El personal estatutario de salud no tiene derecho a una prórroga en el servicio activo sino que se trata de una facultad sobre la que la Administración debe resolver motivadamente, y en base a su potestad de autoorganización puede otorgarla por un periodo de tiempo determinada o denegarla por razones del servicio.


A) La Sala de lo Contencioso Administrativo del Tribunal Supremo, sec. 4ª, en su sentencia del  9 de mayo de 2017, nº 797/2017, rec. 692/2015, declara que el personal estatutario de salud no tiene derecho a una prórroga en el servicio activo sino que se trata de una facultad sobre la que la Administración debe resolver motivadamente y en base a su potestad de autoorganización puede otorgarla por un periodo de tiempo determinada y condicionarla a las necesidades apreciadas o denegarla por razones del servicio.

B) DOCTRINA DEL TRIBUNAL SUPREMO: Hemos de advertir con carácter previo que la Sala de lo Contencioso Administrativo del Tribunal Supremo ha tenido ya la ocasión de pronunciarse sobre las cuestiones controvertidas en este recurso pues ha debido resolver motivos semejantes a los aquí interpuestos frente a sentencias de la Sala de Valladolid que se pronunciaron en los mismos términos que la aquí impugnada sobre actuaciones administrativas que pusieron fin a prolongaciones del servicio activo en el Servicio de Salud de Castilla y León autorizadas con anterioridad.
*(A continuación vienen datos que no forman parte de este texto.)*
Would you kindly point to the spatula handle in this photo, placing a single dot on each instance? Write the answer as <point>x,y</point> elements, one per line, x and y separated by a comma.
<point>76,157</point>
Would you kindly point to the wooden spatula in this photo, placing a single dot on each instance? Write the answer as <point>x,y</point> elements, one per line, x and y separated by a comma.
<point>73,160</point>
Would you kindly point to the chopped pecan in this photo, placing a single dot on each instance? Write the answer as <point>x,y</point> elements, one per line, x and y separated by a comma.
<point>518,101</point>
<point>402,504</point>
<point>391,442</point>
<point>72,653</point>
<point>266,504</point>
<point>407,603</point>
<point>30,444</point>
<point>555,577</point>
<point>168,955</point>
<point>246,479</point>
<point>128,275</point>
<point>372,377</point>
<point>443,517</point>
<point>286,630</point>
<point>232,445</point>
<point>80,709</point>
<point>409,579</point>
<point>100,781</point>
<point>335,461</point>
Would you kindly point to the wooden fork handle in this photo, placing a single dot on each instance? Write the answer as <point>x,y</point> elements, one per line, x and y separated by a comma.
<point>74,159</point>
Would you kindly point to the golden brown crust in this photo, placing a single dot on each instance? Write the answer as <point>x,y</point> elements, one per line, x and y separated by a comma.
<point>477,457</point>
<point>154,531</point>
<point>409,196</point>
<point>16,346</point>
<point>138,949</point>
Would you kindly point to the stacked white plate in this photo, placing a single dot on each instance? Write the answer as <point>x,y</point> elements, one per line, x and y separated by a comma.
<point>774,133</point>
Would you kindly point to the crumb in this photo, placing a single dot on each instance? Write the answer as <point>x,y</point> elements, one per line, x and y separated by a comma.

Se trata, por todas, de las sentencias de 17 de marzo de 2016 (casación nº 372/2015); 9 de mayo de 2016 (casación núm. 375/2015) y de 14, 15, 23 y 28 de junio de 2016 (casaciones núm. 378/2015, 374/2015, 377/2015 y 379/2015, respectivamente).

En todas las sentencias citadas, esta Sala ha estimado los recursos de casación interpuestos por la Comunidad Autónoma de Castilla y León, acogiendo el motivo segundo de los formulados en aquéllos, de contenido sustancialmente idéntico al correlativo del actual recurso, cuya estimación se ha considerado suficiente para anular las sentencias impugnadas.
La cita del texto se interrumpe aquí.